La savia del tronco | Crítica

El difícil arte de la fiesta

Un momento del homenaje al Cuchara de Utrera.

Un momento del homenaje al Cuchara de Utrera. / Juan Carlos Muñoz

Hay artistas de fiesta y artistas de escena. Cada uno de estos espacios tiene sus propias leyes, su propia idiosincrasia. Hay artistas maravillosos que se achican en la fiesta.
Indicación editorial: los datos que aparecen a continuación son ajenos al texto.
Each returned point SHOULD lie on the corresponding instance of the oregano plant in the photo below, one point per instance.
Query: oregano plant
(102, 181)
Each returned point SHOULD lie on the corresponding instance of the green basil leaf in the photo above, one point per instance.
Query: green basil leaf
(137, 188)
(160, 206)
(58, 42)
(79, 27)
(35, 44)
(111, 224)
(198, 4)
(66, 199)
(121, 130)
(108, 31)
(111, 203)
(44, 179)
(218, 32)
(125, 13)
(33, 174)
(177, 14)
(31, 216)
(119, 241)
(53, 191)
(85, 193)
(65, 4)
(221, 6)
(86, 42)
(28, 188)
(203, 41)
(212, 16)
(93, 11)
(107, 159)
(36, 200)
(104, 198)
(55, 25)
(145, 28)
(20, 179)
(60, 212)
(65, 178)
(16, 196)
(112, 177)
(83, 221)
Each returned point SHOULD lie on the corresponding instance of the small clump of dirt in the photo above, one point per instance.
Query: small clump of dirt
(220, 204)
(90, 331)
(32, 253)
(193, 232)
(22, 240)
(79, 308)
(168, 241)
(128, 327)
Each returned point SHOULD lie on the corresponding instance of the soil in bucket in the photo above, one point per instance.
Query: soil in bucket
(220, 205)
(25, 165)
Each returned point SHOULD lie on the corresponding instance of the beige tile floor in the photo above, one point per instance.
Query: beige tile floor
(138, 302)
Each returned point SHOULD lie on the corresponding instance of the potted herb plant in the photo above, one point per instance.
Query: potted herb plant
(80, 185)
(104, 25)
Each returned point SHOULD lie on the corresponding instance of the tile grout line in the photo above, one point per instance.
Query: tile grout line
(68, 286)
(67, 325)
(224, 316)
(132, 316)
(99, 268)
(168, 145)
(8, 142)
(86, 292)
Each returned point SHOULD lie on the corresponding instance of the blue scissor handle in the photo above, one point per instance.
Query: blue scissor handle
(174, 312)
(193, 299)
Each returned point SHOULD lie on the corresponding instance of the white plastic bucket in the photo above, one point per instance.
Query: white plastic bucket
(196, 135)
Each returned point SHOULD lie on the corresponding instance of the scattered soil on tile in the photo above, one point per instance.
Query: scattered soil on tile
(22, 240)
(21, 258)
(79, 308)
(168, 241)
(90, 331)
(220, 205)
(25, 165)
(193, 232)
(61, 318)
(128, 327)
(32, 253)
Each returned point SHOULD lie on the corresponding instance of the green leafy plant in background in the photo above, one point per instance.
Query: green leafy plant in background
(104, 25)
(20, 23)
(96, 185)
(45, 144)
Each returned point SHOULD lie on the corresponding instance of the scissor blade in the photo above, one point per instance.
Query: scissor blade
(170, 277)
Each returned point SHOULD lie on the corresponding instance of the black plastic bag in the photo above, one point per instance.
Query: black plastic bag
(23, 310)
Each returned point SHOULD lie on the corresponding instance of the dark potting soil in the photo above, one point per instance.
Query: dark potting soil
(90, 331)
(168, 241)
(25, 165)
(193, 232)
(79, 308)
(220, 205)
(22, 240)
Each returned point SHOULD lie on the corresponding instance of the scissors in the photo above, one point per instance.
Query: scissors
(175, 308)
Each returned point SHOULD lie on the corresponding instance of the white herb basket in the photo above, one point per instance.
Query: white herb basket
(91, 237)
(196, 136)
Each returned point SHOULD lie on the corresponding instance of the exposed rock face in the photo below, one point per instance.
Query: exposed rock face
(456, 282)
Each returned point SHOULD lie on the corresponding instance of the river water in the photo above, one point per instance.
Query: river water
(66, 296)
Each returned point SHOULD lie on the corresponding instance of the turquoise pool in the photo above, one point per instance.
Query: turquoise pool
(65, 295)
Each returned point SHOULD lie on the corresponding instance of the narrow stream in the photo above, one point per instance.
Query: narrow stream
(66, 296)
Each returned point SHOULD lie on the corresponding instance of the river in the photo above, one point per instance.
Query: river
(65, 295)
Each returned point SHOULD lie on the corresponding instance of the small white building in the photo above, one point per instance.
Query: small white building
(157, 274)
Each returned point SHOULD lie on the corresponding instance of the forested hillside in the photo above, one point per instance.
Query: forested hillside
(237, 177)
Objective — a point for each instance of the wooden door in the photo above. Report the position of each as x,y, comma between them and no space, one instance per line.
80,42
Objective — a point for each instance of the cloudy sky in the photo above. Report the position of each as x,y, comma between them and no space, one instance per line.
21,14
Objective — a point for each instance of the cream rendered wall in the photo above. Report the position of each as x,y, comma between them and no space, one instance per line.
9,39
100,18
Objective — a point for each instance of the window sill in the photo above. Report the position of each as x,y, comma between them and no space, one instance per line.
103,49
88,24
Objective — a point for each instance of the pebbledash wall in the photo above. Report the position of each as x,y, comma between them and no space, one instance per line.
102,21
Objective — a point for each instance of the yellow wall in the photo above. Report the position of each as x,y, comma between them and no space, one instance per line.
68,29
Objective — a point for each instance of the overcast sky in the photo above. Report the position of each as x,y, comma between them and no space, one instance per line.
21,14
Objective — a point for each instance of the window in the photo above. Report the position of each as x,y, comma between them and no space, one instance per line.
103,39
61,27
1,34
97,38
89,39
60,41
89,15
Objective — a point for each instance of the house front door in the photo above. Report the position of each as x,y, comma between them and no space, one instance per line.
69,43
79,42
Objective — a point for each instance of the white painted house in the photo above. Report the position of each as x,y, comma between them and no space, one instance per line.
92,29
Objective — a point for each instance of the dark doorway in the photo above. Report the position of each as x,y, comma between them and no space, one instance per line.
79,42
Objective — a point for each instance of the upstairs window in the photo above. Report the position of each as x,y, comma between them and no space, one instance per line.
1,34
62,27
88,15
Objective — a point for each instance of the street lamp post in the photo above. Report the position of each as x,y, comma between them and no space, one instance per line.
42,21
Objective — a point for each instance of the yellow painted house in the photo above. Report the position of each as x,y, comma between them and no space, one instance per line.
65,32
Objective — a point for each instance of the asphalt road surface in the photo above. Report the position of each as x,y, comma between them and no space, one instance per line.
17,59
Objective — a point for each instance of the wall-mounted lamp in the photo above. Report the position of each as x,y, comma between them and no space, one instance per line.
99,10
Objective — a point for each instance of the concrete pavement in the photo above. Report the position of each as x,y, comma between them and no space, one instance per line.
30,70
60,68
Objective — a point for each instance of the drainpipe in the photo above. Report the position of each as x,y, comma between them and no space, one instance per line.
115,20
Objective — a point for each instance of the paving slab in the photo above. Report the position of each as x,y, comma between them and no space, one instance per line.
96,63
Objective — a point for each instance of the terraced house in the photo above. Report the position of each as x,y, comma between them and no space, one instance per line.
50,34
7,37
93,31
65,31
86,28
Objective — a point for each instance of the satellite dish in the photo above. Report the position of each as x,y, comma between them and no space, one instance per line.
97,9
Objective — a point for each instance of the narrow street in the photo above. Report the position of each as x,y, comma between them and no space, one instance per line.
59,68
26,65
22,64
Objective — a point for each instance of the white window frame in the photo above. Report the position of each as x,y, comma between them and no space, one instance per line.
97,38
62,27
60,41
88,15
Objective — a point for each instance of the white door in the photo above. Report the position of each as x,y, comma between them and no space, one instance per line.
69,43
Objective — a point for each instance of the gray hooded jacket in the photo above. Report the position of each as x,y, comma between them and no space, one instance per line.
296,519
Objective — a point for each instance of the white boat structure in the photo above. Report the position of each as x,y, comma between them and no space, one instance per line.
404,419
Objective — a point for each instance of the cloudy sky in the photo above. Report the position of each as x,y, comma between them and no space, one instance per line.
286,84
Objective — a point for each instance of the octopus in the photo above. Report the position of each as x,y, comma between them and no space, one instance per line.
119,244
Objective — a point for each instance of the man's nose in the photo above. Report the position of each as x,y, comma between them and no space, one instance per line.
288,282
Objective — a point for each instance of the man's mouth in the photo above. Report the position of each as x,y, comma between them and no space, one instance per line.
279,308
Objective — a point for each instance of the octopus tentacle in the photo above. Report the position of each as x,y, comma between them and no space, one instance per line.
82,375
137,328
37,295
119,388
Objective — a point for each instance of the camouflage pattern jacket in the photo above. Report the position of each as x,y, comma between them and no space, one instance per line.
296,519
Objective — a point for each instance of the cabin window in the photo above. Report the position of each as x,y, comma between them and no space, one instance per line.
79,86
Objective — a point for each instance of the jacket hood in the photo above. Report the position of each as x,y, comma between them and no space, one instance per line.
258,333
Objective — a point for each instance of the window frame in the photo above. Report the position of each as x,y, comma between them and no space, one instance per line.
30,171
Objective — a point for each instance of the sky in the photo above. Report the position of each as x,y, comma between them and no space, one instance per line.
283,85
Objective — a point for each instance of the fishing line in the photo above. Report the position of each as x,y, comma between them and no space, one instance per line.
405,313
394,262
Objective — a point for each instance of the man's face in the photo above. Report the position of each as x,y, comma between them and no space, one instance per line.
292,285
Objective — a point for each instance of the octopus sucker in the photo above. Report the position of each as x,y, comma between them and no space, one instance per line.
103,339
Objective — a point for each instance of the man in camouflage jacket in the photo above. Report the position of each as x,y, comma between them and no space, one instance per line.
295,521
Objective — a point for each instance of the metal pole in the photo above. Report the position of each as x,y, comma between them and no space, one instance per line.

Igual que hay intérpretes geniales en la intimidad, en la distancia corta, que luego en la escena se diluyen. Algo de esto pasó anoche. La del Cuchara de Utrera es una familia simpatiquísima compuesta por enormes artistas de intimidad, de la distancia corta, como han demostrado muchas veces. Pero ayer sobre el Lope de Vega no se daban precisamente estas condiciones de intimidad, de espontaneidad, que también se pueden dar en algunos festivales andaluces de verano en los que la familia Cuchara viene participando desde hace décadas. Para homenajear al patriarca de la familia se optó por una puesta en escena en parte dramática y en otra parte conceptual. E intérpretes que son grandes profesionales en las distancias cortas se presentaron como amateur en la escena. Amateur como actores, por supuesto. Pero también como cantaores y bailaores, porque, como digo, el escenario tiene su propia ley. La puesta en escena era amateur con intérpretes que ni sabían moverse sobre las tablas ni tampoco, porque no son actores profesionales, quedarse quietos. Y es que nos encontramos ante una puesta en escena amateur. También las luces, los audiovisuales y el vestuario eran amateur.

Quizá hubiese sido más oportuno optar por otro formato para homenajear al patriarca. Porque La savia del tronco es un espectáculo conceptual, de tesis. De tesis, antítesis y síntesis. La antítesis la puso la percusión de Antonio Moreno, la coreografía de Rubén Olmo y el saxo de Alfonso Romero. Pero se trata de una obra tendenciosa ya que este flamenco “de asfalto”, como rezaba el programa de mano se escenificó solamente para ser refutado por la síntesis, que es la vuelta a la tierra, a las raíces que simboliza el cante de José Valencia como continuidad del cante del propio Cuchara, cuya presencia escénica, a sus 88 años, cerró con contundencia la obra. Tampoco falto el niño prodigio, que evocó un par de temas del gran Enrique Montoya.

El ambiente de intimidad de la fiesta es difícil de reproducir en el escenario, qué duda cabe. Pero en La savia del tronco ni siquiera se hace el intento. Ese fue el error que lastró la obra. Sacar a estos interpretes de su ecosistema habitual, fuera del cual se ahogaron, irremisiblemente.